DeNA has been talking up its upcoming mobile games with Nintendo, specifically mentioning just how much money it wants to make (a lot) and the game it hopes to beat in the process.
Speaking to Reuters, DeNA Chief Executive Isao Moriyasu said "We haven't talked to Nintendo about targets, but at DeNA, our best-selling game brought in 3 billion yen a month (about £17 million), and we want to surpass that".
So what game was has the monetary targets, at least, that DeNA is aiming to hit? Kaitō Royale, one variation of which looks a bit like this:
Probably not what most people are expecting or hoping to see from Nintendo's first mobile game, but then DeNA has only really talked about the financial part of their aspirations here. Characters, gameplay and all the rest is still secret for whatever the two companies have planed for a first release later this year.

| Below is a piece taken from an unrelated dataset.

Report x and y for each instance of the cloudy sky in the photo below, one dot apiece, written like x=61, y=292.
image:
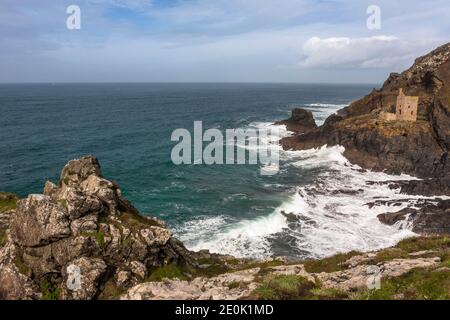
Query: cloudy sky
x=216, y=40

The original Kaitō Royale is a Mafia Wars style game that launched in 2009 as the first title for DeNA's Mobage mobile/social platform. The one with 30 million subscribers that Nintendo seems so keen to buy into. The original game has partly been attributed to the subsequent boom in social mobile games in Japan. It was so popular that it's lead to multiple spin offs like Kaitō Royale: Secret Poker (in the image up top), Kaitō Royale Zero (in the video), and its own TV show which has been running since 2011.
At the very least this might give us some insight in the monetization models DeNA is thinking about (you're not making that much cash a month with a pay once game). The original game saw players picking a cast of characters and battling enemies, with a cool down after encounters that you either waited out or bypassed by buying coins. The social side works by giving you additional bonuses and in-game cash by building up a friends list of allies.
It does sound very... mobile, doesn't it? Although it seems like the DeNA/Nintendo collaboration could produce all manor of new stuff, with Moriyasu adding, "We want to create games that will be played by hundreds of millions of people. We want to create multiple hit games rather than aiming to succeed with just one powerful IP element."